You can see that the length of binary always has only one 1, and the rest of the bits are zeros. The new position is just hash&2n-1, which in binary terms is a bit of a complement to the left. So the only difference from where we were before, is in this one that’s moved to the left. This is why e.hash & oldCap is judged in ③-1. If the element at position 0 of length binary 1 is left in place, otherwise it is placed at position j +oldCap. Because I’m going to double it, so it’s going to be the original location plus the length of the original array.

get

The get method is very similar to the PUT method. But get is get and put is set. The getNode method is called internally.

remove

Remove and put are very similar, they just find the element and delete it.

containsKey
Public Boolean containsKey(Object key) {// This is an internal method called by the get method. So it's just a matter of whether or not the get method returns a value.return getNode(hash(key), key) ! = null; }Copy the code
size

The size variable directly returns the number of elements.

clear

Iterate through the array, null assignment one by one.

containsValue

Iterate over the number group and the corresponding linked list to see if the values are equal.
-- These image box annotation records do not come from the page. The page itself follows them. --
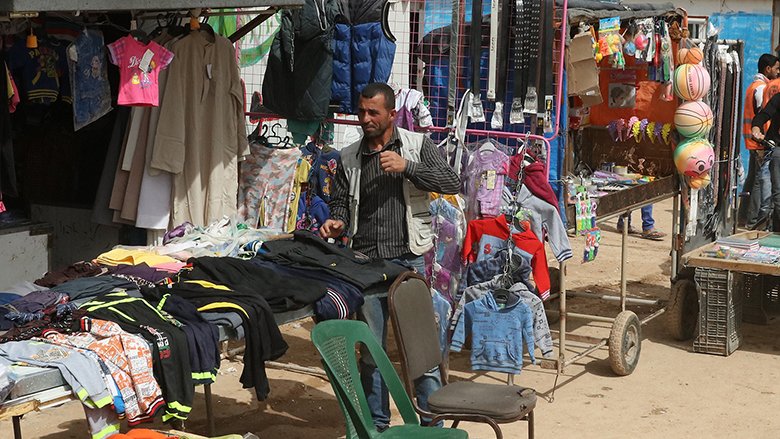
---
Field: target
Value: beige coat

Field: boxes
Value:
[151,32,249,226]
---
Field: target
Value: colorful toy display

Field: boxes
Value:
[674,138,715,178]
[688,172,712,189]
[672,64,710,101]
[674,101,713,138]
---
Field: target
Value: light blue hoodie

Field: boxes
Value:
[451,293,536,374]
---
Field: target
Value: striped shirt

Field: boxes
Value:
[330,128,460,259]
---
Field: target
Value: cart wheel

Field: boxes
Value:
[544,268,561,325]
[666,279,699,341]
[609,311,642,376]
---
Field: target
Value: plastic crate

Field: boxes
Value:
[742,274,780,325]
[693,268,743,356]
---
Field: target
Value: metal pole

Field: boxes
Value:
[203,383,216,437]
[620,212,631,311]
[569,291,661,306]
[566,312,615,323]
[641,308,666,325]
[11,415,22,439]
[558,261,566,373]
[566,338,608,366]
[672,193,680,279]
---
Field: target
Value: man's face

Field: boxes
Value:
[358,94,395,139]
[766,61,780,79]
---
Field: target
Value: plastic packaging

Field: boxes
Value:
[0,364,15,402]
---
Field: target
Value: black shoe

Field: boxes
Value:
[745,215,769,230]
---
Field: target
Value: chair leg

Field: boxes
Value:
[11,415,22,439]
[486,418,504,439]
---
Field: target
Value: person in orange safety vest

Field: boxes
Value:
[742,53,780,230]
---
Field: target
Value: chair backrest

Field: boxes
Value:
[388,272,447,386]
[311,320,419,439]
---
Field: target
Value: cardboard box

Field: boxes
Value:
[566,33,603,107]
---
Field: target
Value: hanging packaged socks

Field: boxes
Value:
[469,0,485,122]
[523,0,542,114]
[490,0,512,130]
[509,0,528,124]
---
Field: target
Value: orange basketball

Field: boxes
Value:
[677,47,690,64]
[674,101,713,138]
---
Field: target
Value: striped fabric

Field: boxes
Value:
[331,129,460,259]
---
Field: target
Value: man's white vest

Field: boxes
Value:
[341,128,433,255]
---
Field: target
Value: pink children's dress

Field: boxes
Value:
[108,35,173,107]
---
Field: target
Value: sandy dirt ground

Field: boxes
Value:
[0,201,780,439]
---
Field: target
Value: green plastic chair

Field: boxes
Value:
[311,320,469,439]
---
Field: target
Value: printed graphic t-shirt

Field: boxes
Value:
[108,35,173,107]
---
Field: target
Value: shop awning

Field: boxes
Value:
[0,0,304,13]
[555,0,685,23]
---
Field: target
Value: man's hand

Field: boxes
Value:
[379,151,406,174]
[320,219,345,239]
[751,127,764,141]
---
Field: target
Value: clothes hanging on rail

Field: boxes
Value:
[108,35,174,107]
[466,142,509,218]
[151,32,249,226]
[331,0,395,114]
[263,0,341,121]
[451,294,536,374]
[68,29,112,130]
[238,142,301,231]
[517,186,573,262]
[462,215,550,299]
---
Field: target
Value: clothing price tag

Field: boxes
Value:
[138,49,154,73]
[485,169,496,191]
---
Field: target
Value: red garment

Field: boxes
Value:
[461,215,550,300]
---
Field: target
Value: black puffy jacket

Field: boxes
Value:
[263,0,341,120]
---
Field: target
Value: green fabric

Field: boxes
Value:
[758,233,780,248]
[208,9,282,67]
[287,119,320,145]
[311,320,468,439]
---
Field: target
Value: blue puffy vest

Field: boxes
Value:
[331,8,395,114]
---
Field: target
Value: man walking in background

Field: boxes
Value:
[742,53,780,230]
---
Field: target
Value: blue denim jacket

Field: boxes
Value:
[452,294,536,374]
[68,29,111,130]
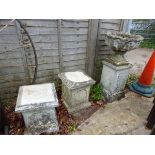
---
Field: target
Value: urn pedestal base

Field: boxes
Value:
[58,71,95,113]
[15,83,59,134]
[101,60,132,102]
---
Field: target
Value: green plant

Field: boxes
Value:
[126,73,139,87]
[140,39,155,49]
[90,84,104,101]
[96,59,102,68]
[68,123,77,133]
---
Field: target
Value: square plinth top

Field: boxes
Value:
[58,71,95,89]
[15,83,58,111]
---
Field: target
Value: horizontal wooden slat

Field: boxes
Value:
[21,19,57,28]
[26,27,57,35]
[0,35,19,44]
[31,34,58,43]
[101,19,121,24]
[100,23,120,30]
[0,50,22,60]
[34,43,58,50]
[37,69,59,78]
[0,44,22,53]
[61,20,88,27]
[36,75,57,83]
[0,26,17,36]
[0,67,25,75]
[63,54,86,61]
[0,19,15,26]
[62,41,87,49]
[38,56,59,65]
[61,28,88,35]
[0,59,23,68]
[31,34,87,43]
[100,29,118,36]
[62,48,86,55]
[35,49,59,57]
[38,63,59,71]
[61,34,88,42]
[63,65,85,72]
[63,60,86,67]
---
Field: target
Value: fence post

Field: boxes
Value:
[58,19,63,72]
[86,19,99,76]
[120,19,132,32]
[15,21,32,83]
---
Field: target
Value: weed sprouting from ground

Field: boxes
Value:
[90,84,105,101]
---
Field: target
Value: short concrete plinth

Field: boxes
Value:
[15,83,59,134]
[58,71,95,113]
[101,61,132,102]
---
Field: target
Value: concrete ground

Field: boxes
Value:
[72,91,153,135]
[72,49,153,135]
[125,48,155,75]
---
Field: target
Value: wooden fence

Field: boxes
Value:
[130,20,155,40]
[0,19,128,98]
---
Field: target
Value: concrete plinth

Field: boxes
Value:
[58,71,95,113]
[101,60,132,102]
[15,83,59,134]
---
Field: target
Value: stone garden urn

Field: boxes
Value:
[101,32,143,101]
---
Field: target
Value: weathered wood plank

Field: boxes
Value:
[0,26,16,36]
[0,50,22,61]
[0,67,24,75]
[100,23,121,31]
[63,19,89,22]
[101,19,121,24]
[64,65,85,72]
[38,63,59,71]
[100,29,119,36]
[34,43,58,50]
[21,19,57,28]
[0,73,27,85]
[0,80,28,89]
[62,28,88,35]
[31,34,58,43]
[0,43,22,54]
[63,60,86,67]
[36,49,59,57]
[36,75,57,83]
[26,27,57,35]
[0,35,18,44]
[62,48,86,55]
[0,19,15,26]
[0,59,23,68]
[61,20,88,27]
[37,69,59,78]
[38,56,59,65]
[86,19,99,76]
[61,34,88,42]
[63,54,86,61]
[62,41,87,49]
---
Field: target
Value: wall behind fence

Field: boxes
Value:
[0,19,128,98]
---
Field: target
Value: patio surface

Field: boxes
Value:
[72,49,153,135]
[72,91,153,135]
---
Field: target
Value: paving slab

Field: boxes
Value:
[72,91,153,135]
[125,48,155,75]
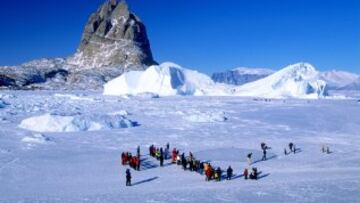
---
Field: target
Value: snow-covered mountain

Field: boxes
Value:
[104,62,228,96]
[236,63,327,98]
[104,63,326,98]
[0,0,156,90]
[320,70,360,89]
[339,76,360,91]
[211,67,274,85]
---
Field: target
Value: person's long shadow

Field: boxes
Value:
[258,171,270,180]
[231,174,244,180]
[140,158,158,171]
[294,148,302,154]
[131,176,159,186]
[252,154,277,164]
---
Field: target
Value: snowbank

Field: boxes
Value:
[0,99,9,109]
[54,94,94,101]
[104,63,226,96]
[104,63,326,99]
[183,111,227,123]
[21,133,51,144]
[236,63,327,99]
[19,114,136,132]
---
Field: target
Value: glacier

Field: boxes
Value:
[104,62,327,99]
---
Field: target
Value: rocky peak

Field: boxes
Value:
[68,0,156,68]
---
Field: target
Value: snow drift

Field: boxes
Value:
[21,133,51,144]
[104,63,226,96]
[19,114,136,132]
[104,63,326,98]
[236,63,327,99]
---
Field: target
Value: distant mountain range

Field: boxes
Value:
[211,68,360,90]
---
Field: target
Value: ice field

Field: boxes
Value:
[0,91,360,203]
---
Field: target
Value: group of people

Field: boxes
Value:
[149,143,170,166]
[172,148,233,181]
[121,142,330,186]
[121,152,141,171]
[284,142,296,155]
[321,145,331,154]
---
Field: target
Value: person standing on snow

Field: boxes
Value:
[136,146,140,159]
[247,153,252,167]
[172,148,177,163]
[243,168,249,180]
[226,166,233,180]
[160,155,164,167]
[261,148,266,161]
[126,169,131,186]
[215,167,222,181]
[289,142,294,152]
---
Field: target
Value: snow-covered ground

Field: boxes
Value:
[0,91,360,202]
[104,62,328,99]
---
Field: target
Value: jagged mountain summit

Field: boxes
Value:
[211,67,274,85]
[0,0,157,90]
[68,0,156,67]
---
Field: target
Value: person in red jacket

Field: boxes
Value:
[244,168,249,180]
[134,157,140,171]
[172,148,177,163]
[205,166,213,181]
[121,152,125,165]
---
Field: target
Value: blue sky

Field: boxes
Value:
[0,0,360,74]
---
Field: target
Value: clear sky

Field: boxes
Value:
[0,0,360,74]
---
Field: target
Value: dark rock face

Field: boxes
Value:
[69,0,156,67]
[0,0,156,90]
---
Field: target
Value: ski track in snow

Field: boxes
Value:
[0,91,360,202]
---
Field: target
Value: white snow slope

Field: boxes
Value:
[104,63,326,98]
[236,63,326,99]
[320,70,360,89]
[0,91,360,203]
[104,62,227,96]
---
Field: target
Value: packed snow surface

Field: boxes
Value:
[0,91,360,203]
[104,63,326,98]
[19,114,134,132]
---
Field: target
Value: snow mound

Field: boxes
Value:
[54,94,93,101]
[104,62,227,96]
[21,133,51,144]
[184,111,228,123]
[0,99,7,109]
[232,67,275,75]
[236,63,327,99]
[19,114,137,132]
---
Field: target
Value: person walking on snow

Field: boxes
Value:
[261,148,266,161]
[126,169,131,186]
[289,142,294,152]
[172,148,177,163]
[247,153,252,167]
[160,155,164,167]
[226,166,233,180]
[215,167,222,181]
[243,168,249,180]
[136,146,140,158]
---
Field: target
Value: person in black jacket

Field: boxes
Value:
[160,155,164,166]
[226,166,233,180]
[126,169,131,186]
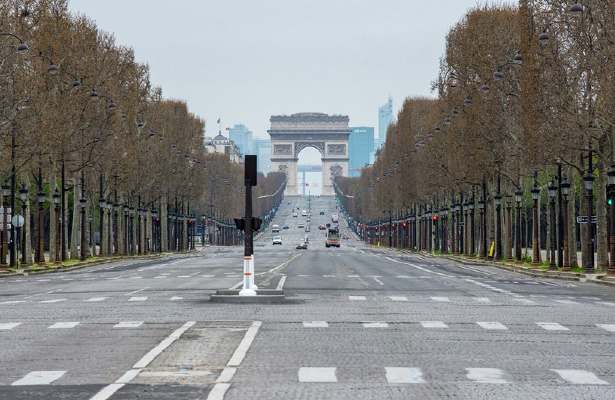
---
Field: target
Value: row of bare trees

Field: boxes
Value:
[0,0,280,265]
[338,0,615,271]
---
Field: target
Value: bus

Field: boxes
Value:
[325,227,340,248]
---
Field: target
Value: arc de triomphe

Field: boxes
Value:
[268,113,350,196]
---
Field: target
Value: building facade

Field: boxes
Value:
[268,113,350,196]
[228,124,255,157]
[374,96,393,151]
[254,139,271,175]
[348,126,374,177]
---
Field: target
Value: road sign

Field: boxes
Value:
[11,214,24,228]
[577,215,598,224]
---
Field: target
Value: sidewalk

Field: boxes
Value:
[382,245,615,287]
[0,247,205,279]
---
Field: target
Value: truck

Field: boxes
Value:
[325,227,340,248]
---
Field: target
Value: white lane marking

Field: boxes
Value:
[363,322,389,328]
[303,321,329,328]
[0,322,21,331]
[371,276,384,286]
[298,367,337,383]
[466,368,508,384]
[86,297,108,303]
[216,367,237,383]
[513,299,536,305]
[555,300,579,304]
[536,322,570,331]
[421,321,448,329]
[90,321,196,400]
[133,321,196,368]
[227,321,262,367]
[48,322,79,329]
[596,324,615,332]
[126,287,149,296]
[113,321,143,328]
[474,297,491,303]
[384,367,425,383]
[551,369,609,385]
[11,371,66,386]
[276,275,286,290]
[40,299,66,304]
[477,321,508,331]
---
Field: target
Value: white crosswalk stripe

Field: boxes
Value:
[421,321,448,329]
[41,299,66,304]
[0,322,21,331]
[466,368,508,383]
[385,367,425,383]
[536,322,570,331]
[551,369,609,385]
[477,322,508,331]
[298,367,337,383]
[363,322,389,328]
[113,321,143,328]
[11,371,66,386]
[596,324,615,332]
[431,296,451,303]
[86,297,108,303]
[303,321,329,328]
[49,322,79,329]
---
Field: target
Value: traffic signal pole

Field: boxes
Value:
[239,155,258,296]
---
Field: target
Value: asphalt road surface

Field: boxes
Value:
[0,197,615,400]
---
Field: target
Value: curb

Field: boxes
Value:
[0,252,200,279]
[370,245,615,287]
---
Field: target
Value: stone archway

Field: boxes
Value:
[268,113,350,196]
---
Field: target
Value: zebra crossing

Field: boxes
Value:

Red black tree dependent function

These functions are new to java8. If the list is too long, iterating through it becomes inefficient, so the map internally turns it into a red-black tree, which is not explained in detail in this article. This part will be described during TreeMap analysis.

0x05 Take a sip of water to sum up

This article has covered some of the core issues in HashMap, but not all of them. There are also resize thread safety issues, which are not covered in the red-black tree section. Thread safety will be explained in a separate article later. Red-black trees were placed into TreeMap analysis. If the article is wrong, please point out, thank you very much.